Ikonkata-Isu pemutusan hubungan kerja (PHK) di TikTok dan Tokopedia yang ramai diperbincangkan di media sosial dipastikan tidak benar. Kepastian itu disampaikan manajemen TikTok–Tokopedia dalam dialog yang difasilitasi Wakil Ketua DPR RI Sufmi Dasco Ahmad bersama Kementerian Ketenagakerjaan di Kompleks Parlemen, Senayan, Jakarta, Senin (6/7/2026).

Dasco mengatakan DPR bergerak cepat setelah menerima berbagai masukan dan keresahan masyarakat terkait kabar PHK di perusahaan teknologi tersebut.

“Kami memfasilitasi pertemuan dengan perwakilan TikTok di China, TikTok Indonesia, serta Menteri Ketenagakerjaan untuk mengklarifikasi informasi yang berkembang,” ujar Dasco.

Dalam kesempatan itu, Presiden Direktur Tokopedia dan TikTok E-Commerce, Stephanie Susilo, menegaskan perusahaan tidak melakukan PHK.

Menurutnya, perusahaan saat ini hanya menjalankan program penataan tenaga kerja melalui mekanisme internal mobility, yakni pemindahan karyawan ke unit usaha lain dalam grup TikTok–Tokopedia.

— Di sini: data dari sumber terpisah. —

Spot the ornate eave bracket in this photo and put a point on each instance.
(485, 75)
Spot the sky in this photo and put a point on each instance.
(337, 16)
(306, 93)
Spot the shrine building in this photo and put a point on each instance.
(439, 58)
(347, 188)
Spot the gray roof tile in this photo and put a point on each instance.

“Tidak ada pemutusan hubungan kerja di TikTok atau Tokopedia Group. Yang kami lakukan adalah penataan tenaga kerja dan internal mobility,” kata Stephanie.

Ia menjelaskan, sebagian karyawan memang memilih menerima paket kompensasi dan melanjutkan karier di luar perusahaan. Namun, kebijakan tersebut merupakan pilihan individu, bukan bagian dari PHK massal.

Stephanie juga mengungkapkan TikTok–Tokopedia saat ini masih membuka lebih dari 100 posisi pekerjaan di Indonesia sebagai bagian dari pengembangan bisnis perusahaan.

Menteri Ketenagakerjaan Yassierli mengapresiasi langkah DPR yang mempertemukan pemerintah dan manajemen perusahaan untuk memberikan kepastian kepada publik.

Ia juga menyambut baik kebijakan internal mobility yang dinilai memberi kesempatan bagi pekerja untuk tetap berkarier di lingkungan grup perusahaan, sekaligus mengapresiasi pembukaan ratusan lowongan baru yang dinilai menunjukkan ekspansi bisnis TikTok–Tokopedia di Indonesia masih terus berjalan.